Luciano – Muitos são os nomes e citá-los poderia cair no esquecimento de alguém, mas mesmo assim vou arriscar: A Cia Ensamble, por meio da pessoa do Eduardo Hora continua sendo um grande nome do Movimento teatral da cidade; A Cia Primo Atto com Monique Neves e Bruna Pierami são grandes nomes na formação de novos artistas; A Nova Cia de teatro da Potyra Najara e Yoshabel; A CIA Ler e Viver do Fabio Castilho, Deyvid e Rejane; Cia Célula de Arte, do Gilberto Antunes; A Trupe de Tróia, do Wlad Correa; O Grupo de Teatro TramandoArte liderado pelo Caio, Marjorie, Val; Grupo de Teatro Sentir liderado pela Lenita Novaes; Grupo de teatro Acontecendo por Aí liderado por Luciano Estevão, além de Melize Zanoni, Guilherme T, Ricardo Bonfá, Gustavo Valente e Rita Duarte. Provavelmente esqueci de alguém, mas com certeza os citados representam grandemente o Movimento teatral de Balneário Camboriú.

JP3 – O que precisa melhorar nesse aspecto?

Luciano – Muito ainda precisa melhorar. Precisamos de políticas públicas para a área teatral, entre elas: Festival nacional de teatro; Editais e circulação de espetáculos no Município, pelo estado e país; ampliação do Teatro Municipal; Efetivação do Centro Integrado de Cultura Julio Batschauer; aulas de teatro gratuitas no teatro municipal, entre outras melhoras.
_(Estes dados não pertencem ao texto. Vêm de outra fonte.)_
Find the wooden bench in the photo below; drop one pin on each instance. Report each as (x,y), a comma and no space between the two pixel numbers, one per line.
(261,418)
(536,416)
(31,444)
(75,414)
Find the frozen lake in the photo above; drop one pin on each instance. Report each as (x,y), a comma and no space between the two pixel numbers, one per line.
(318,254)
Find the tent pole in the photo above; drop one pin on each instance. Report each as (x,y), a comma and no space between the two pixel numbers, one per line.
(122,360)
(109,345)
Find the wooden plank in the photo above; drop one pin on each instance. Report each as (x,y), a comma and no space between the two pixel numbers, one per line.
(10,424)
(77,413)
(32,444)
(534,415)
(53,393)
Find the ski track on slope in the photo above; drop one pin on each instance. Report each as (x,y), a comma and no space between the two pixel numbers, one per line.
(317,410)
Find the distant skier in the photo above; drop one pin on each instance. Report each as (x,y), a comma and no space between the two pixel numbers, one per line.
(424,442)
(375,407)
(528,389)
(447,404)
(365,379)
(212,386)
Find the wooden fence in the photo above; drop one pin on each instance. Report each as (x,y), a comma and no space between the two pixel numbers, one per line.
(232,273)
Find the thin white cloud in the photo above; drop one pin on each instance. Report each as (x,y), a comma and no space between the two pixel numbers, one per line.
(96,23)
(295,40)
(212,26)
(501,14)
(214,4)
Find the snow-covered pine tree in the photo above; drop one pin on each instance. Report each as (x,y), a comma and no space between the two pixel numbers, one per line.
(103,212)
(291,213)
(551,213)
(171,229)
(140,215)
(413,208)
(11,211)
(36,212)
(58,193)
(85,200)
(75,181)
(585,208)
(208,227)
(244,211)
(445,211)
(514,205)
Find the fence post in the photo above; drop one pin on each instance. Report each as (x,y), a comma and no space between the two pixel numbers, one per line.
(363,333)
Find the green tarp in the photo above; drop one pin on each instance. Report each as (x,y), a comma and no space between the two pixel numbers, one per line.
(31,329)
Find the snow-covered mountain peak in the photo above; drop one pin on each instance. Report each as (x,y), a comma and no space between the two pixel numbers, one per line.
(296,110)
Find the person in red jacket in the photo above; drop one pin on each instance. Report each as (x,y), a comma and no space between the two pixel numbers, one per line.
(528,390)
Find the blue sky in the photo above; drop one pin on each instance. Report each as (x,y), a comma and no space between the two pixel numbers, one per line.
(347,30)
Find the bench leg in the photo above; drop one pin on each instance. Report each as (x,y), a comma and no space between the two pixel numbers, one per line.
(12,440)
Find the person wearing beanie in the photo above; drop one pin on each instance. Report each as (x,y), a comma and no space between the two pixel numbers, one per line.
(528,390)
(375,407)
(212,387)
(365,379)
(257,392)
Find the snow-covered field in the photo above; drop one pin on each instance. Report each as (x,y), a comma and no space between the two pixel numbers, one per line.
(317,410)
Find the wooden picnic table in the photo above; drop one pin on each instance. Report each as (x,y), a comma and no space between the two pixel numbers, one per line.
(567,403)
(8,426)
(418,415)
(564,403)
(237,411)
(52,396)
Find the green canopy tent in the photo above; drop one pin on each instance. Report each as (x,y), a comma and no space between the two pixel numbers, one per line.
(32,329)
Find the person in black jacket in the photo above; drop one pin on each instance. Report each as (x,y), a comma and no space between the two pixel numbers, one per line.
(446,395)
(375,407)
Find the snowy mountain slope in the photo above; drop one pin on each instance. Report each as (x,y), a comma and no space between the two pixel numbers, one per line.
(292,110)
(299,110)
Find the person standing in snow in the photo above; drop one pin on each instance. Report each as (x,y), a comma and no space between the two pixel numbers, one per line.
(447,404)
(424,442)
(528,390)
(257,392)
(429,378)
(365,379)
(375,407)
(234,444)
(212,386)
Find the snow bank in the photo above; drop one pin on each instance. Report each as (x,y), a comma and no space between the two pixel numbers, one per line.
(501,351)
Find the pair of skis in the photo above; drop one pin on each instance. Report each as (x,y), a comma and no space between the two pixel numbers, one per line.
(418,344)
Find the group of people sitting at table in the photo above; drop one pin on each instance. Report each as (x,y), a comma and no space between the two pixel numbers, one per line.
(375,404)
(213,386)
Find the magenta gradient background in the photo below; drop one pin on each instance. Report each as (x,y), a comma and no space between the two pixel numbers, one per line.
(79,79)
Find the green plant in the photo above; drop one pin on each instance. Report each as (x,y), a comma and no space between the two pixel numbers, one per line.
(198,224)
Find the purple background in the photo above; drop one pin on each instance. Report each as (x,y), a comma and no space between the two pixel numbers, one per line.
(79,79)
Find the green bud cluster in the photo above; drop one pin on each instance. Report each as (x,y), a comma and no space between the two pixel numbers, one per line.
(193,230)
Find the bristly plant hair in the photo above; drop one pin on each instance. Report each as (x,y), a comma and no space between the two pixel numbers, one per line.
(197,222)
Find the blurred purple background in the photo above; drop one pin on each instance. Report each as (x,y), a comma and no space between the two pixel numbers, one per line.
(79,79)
Luciano em cena (Arquivo Pessoal)

JP3 – Espaço aberto…

Luciano –  Destacar  o descerramento da placa do Centro Integrado de Cultura Júlio Batschauer, na noite do dia 27. Na oportunidade o Movimento Teatral em conjunto com a Câmara Setorial de Teatro fez o lançamento do Troféu Julio Batschauer, que pretende premiar anualmente os grandes fazedores de arte e teatro da cidade. Também quero agradecer imensamente toda equipe da Fundação Cultural, a Lei de Incentivo a cultura que patrocinou a pesquisa, ao Arquivo Histórico e ao Jornal Página 3 pela memória da Cultura da cidade e todos os fazedores de teatro e cultura que contribuíram com o trabalho. Também meus sinceros agradecimentos à equipe do projeto: Pesquisadoras: Rita Duarte e Lenita Novaes.  Assessora de imprensa e designer: Daniela Novaes e toda equipe da Editora Traços&capturas.